Rząd Stanów Zjednoczonych nie wyklucza rozmów z talibami, przedtem jednak powinni oni  zerwać kontakty z siatką terrorystyczną Al-Kaidy i właśnie do tego ma ich  "przekonywać" sto tysięcy amerykańskich żołnierzy w Afganistanie. Nasilenie ataków bezzałogowych samolotów (dronów) na kryjówki ekstremistów w Pakistanie stanowi część amerykańskiej strategii. Przesłanie płynące z USA jest jasne: nie będzie tolerancji dla współpracy Pakistanu z terrorystami. Według politologa Jochena Hipplera pojęli to w międzyczasie niektórzy reprezentanci rządu w Islamabadzie: „Wiele ofiar ataków dronów pokazuje, że wojna w Afganistanie zaszkodziła także Pakistanowi. Niestabilność Afganistanu jest dla Pakistanu na dłuższą metę niekorzystna”.

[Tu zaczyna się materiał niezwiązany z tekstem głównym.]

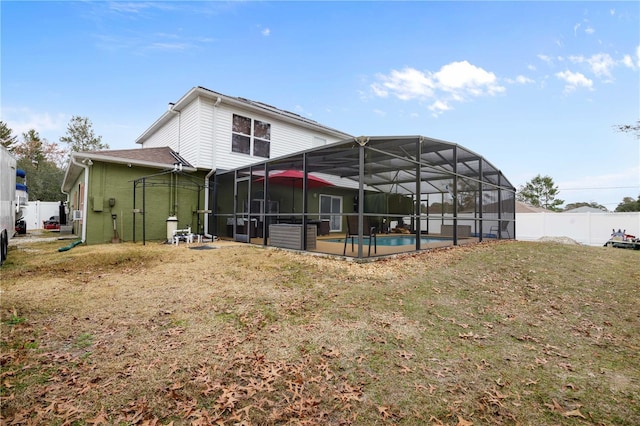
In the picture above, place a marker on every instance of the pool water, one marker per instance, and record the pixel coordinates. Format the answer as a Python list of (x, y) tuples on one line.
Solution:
[(400, 240)]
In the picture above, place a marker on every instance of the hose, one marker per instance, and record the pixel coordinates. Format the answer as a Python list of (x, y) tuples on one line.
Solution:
[(70, 246)]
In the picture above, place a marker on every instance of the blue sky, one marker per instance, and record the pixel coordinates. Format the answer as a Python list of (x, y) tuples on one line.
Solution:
[(535, 87)]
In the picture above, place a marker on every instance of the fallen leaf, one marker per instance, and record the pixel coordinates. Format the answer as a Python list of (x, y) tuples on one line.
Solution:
[(574, 413), (463, 422)]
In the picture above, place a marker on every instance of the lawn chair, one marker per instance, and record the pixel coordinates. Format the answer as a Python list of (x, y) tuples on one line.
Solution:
[(369, 232), (503, 226)]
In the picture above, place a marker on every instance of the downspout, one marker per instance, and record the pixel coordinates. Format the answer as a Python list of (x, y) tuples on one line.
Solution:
[(213, 170), (86, 194)]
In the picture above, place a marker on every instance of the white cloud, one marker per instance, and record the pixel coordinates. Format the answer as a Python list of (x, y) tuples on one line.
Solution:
[(454, 82), (574, 80), (438, 107), (576, 27), (459, 77), (521, 79), (544, 58), (21, 120), (600, 64), (406, 84)]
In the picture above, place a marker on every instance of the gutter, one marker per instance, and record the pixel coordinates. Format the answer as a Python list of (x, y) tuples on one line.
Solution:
[(86, 193), (213, 170)]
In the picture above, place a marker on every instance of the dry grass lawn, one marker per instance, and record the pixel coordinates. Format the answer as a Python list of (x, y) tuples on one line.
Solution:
[(493, 333)]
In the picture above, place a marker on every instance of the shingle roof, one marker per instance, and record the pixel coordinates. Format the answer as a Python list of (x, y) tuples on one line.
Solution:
[(163, 155)]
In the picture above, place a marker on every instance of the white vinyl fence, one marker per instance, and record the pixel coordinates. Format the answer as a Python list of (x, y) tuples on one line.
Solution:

Jednak eksperci wątpią, czy pakistański rząd jest w stanie zmienić kurs polityczny o 180 stopni. Armia pakistańska jest silna, a wywiad wpływowy. Kraj ten nie chciałby również zrezygnować z miliardowych środków płynących co roku z Waszyngtonu. Zdaniem ekspertów rząd w Islamabadzie prowadzi niebezpieczną, podwójną grę: pragnie równocześnie utrzymać przychylność sojuszników-fundamentalistów oraz rządu USA; grę, której Stany Zjednoczone nie będą w stanie dłużej tolerować.

Trudne partnerstwo

Obóz ćwiczeń wojskowych przy granicy z AfganistanemZdjęcie: AP

Aby nakłonić Pakistan do zmiany polityki, Waszyngton musiałby mieć bardzo dużo cierpliwości – uważa Hennig Riecke, ekspert z Niemieckiego Stowarzyszenia Polityki Zagranicznej (DGAP). Amerykański rząd ma jednak niewielkie pole manewru. Jak mówi dalej Hennig Riecke:  „USA próbują wywierać na Pakistan większą presję. Jednocześnie wiedzą, że jeśli okaże się ona za duża, a słaby rząd w Islamabadzie straci grunt pod stopami, wówczas szkody z uprawiania takiej polityki okażą się większe, niż ewentualne ikorzyści, bo wtedy górą będą islamiści."  W opinii Rieckego, Waszyngton i Islamabad mają w wojnie przeciwko talibom i Al-Kaidzie różne cele. Mimo to są na siebie skazane  w tym trudnym partnerstwie.